Fig. 1.

ToxB induces apoptosis and elicits a selective caspase-mediated degradation of Rac1 GTPase in CGNs. (a) CGNs were incubated for 24 h in complete medium (containing serum and 25 mm KCl) in the presence of either vehicle (Veh; 2 μg/mL BSA in PBS) or ToxB (40 ng/mL). Following incubation, cells were fixed in paraformaldehyde and nuclei were stained with Hoechst dye. CGNs exposed to ToxB showed marked nuclear condensation and fragmentation characteristic of apoptosis. Scale bar, 10 μm. (b) Representative immunoblots of lysates obtained from CGNs incubated as described in (a).
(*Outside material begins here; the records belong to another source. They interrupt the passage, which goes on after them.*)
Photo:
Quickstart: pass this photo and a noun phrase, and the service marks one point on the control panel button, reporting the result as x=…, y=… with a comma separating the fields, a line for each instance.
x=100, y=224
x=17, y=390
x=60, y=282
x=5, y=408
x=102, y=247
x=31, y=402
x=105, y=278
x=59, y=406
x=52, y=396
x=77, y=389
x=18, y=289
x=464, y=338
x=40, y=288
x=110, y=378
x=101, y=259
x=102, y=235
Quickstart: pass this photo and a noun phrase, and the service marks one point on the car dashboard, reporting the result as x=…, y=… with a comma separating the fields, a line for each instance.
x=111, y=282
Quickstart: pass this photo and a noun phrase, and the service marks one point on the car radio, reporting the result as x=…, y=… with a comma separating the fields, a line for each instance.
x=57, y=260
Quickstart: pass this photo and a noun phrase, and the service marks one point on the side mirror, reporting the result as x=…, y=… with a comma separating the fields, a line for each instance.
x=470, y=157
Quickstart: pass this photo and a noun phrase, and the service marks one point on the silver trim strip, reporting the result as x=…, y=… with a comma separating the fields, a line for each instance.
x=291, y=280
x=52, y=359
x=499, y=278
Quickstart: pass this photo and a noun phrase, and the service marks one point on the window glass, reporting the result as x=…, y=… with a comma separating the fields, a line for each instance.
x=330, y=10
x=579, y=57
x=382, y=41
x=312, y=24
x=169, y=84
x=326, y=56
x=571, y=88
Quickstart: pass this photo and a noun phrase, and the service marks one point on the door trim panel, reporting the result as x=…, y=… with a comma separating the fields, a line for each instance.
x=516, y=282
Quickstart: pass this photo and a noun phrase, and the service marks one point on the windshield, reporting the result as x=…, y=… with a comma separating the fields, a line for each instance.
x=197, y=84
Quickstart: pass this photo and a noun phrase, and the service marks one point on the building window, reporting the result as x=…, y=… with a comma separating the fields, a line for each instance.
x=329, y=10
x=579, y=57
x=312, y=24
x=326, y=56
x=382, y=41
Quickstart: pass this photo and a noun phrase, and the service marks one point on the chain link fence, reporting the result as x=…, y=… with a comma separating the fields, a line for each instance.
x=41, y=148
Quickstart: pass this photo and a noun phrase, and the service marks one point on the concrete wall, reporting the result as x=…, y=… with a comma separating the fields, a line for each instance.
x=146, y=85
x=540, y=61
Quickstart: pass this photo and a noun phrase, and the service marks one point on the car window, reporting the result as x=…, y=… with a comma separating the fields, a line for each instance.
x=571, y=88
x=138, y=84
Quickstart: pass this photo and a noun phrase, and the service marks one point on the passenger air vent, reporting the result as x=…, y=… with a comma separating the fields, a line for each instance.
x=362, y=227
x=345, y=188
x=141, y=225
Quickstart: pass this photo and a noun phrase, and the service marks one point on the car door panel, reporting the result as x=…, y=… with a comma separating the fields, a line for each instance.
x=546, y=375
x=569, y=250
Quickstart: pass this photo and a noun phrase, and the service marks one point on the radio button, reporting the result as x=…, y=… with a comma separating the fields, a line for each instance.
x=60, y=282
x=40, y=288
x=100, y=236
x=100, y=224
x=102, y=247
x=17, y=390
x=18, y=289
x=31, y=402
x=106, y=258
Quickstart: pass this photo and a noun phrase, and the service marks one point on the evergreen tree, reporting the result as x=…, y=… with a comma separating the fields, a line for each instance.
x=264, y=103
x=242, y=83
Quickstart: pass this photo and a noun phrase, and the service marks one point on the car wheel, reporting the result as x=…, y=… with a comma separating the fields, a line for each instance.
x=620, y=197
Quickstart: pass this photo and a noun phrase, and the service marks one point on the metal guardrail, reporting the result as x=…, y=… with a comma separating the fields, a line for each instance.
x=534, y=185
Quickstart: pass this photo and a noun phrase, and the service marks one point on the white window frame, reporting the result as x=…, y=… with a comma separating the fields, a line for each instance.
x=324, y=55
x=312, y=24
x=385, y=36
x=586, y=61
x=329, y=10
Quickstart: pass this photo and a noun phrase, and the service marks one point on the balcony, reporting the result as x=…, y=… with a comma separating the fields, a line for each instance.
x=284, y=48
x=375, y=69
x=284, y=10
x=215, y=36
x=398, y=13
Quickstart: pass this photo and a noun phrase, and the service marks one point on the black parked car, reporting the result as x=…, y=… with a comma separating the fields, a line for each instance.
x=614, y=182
The blots shown were obtained from the BD PowerBlot™ (see Experimental procedures for details) using specific monoclonal antibodies against Rac1 (upper blots), RhoA (middle blots), or Cdc42 (lower blots). The immunoreactive Rho family GTPases are indicated by the arrows. Other protein bands apparent on the membranes represent adjacent lanes of the PowerBlot™ that were probed for distinct proteins and are shown to give an indication of the overall equality of protein loading. (c) The fold change in protein content induced by 24 h of ToxB treatment for each of the Rho family members blotted for in (b) is shown. Data represent the means ± range of duplicate PowerBlot™ comparisons for each GTPase. The dotted lines indicate no change (-1 to +1 fold). (d) CGNs were exposed for 8 h to ToxB in the absence or presence of either a pan-caspase inhibitor (Boc-Asp(OMe)-FMK; 200 μm) or zVAD-FMK; 200 μm) or a proteasome inhibitor (MG132; 10 μm). Following incubation, cell lysates were immunoblotted for Rac1.